Ekspresi wajah Ina berubah menjadi angkuh sambil menatap Sabrina dengan senyum miring.
"Sengaja aku lakukan. Biar pekerjaan kamu tidak selesai-selesai." Perempuan itu mengatakan dengan angkuh kemudian kembali ke dapur untuk meletakkan mangkok bekas sop buah tadi.
Sabrina menggelengkan kepalanya. Membersihkan tumpahan minuman tentu agak menyulitkan baginya sehingga ia harus menyiapkan tenaga ekstra.
Ina duduk di sebuah sofa yang tersedia, dengan kaki dilipat di atas paha, menatap Sabrina.
Keduanya tidak menyadari jika saat ini sebuah mobil sudah melaju masuk ke dalam pekarangan kediaman Smith.
Sosok pria dengan kemeja hitam yang digulung sampai batas siku turun dari mobil membawa tasnya.
Ekspresi wajahnya tampak dingin seperti biasa. Melihat rumah yang seperti istana di hadapannya ini, tidak membuat perasaan pria itu tenang.
Entah dimulai sejak kapan, namun pria itu merasa jika rumah ini bagai neraka hingga membuatnya enggan untuk terus menetap di sini sehingga ia membuat seribu alasan agar bisa keluar dari rumah dan tidak tinggal tetap di sini.
Pria itu melangkah masuk ke dalam rumah yang pintunya memang terbuka. Saat mengedarkan pandangannya, dia justru menemukan pemandangan yang tampak aneh.
Bagaimana tidak, dengan matanya sendiri ia melihat sosok perempuan yang menumpahkan sesuatu ke lantai, tidak sampai di situ saja perempuan yang ia tahu sebagai seorang pelayan di rumah ini kini justru duduk dengan angkuh membiarkan perempuan yang seharusnya menjadi Nyonya di rumah ini bekerja.
Langkah kakinya membawa ke tempat di mana keduanya berada.
"Dunia memang sudah terbalik. Pelayan meminta majikan untuk membersihkan lantai, sementara pelayan duduk santai." Suara dinginnya memecahkan keheningan, membuat Ina yang sedang duduk bersantai spontan berdiri menatap takut pada sosok yang baru saja tiba.
"T-tuan Adam."
"Terkejut melihatku disini?" Adam menatap Ina dengan sebelah alis terangkat. "Mulai malam ini, kamu kemasi barang-barangmu. Kamu saya pecat."
Ina segera membelalakkan matanya. Perempuan itu langsung berlutut di hadapan Adam sambil meminta agar tidak dipecat.
"Saya mohon jangan pecat saya, Tuan. Kalau saya dipecat, terus saya harus kerja apa? Saya sudah betah dan nyaman tinggal di sini. Saya mohon, tolong jangan pecat saya." Ina langsung menangis. Tak terbayang dalam benaknya jika apa yang dilakukannya hari ini ternyata ketahuan oleh salah satu majikannya. Padahal kemarin malam Sabrina diminta untuk mencuci dalam jumlah yang banyak tidak ketahuan sama sekali.
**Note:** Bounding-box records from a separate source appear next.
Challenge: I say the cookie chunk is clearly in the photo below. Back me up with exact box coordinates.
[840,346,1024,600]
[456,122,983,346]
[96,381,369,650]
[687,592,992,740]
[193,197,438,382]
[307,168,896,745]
"Kamu masih bertanya kalau kamu dipecat, kamu akan kerja apa?" Adam menggelengkan kepalanya. "Terus pekerjaan kamu apa sebenarnya di sini? Kamu meminta majikan kamu sendiri untuk mengepel lantai. Sebenarnya di sini yang menjadi pelayan kamu atau Sabrina? Kamu tidak mungkin tidak tahu kalau Sabrina adalah istri dari adik saya 'kan?"
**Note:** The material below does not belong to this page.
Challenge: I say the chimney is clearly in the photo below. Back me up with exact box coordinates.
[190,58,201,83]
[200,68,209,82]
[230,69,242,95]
Adam menggelengkan kepalanya tidak peduli Ina yang sudah berlinang air mata.
"Tuan--"
"Sabrina, kembali ke kamarmu. Ini bukan tugas kamu karena kamu bukan pelayan di sini," titah Adam pada Sabrina.
Sabrina memang gadis yang penurut. Gadis itu menganggukkan kepalanya. "Baik, Kak."
"Letakkan saja alat pembersih di situ. Biarkan pelayan lain yang menyimpannya."
Sabrina langsung meletakkan peralatan pembersih lantai kemudian langsung pergi menuju lantai 2.
Jangan tanyakan Adam yang kini sudah berbalik pergi menuju kamarnya sendiri meninggalkan Ina yang terus memohon dan para pelayan yang kini sudah mengintip apa yang terjadi.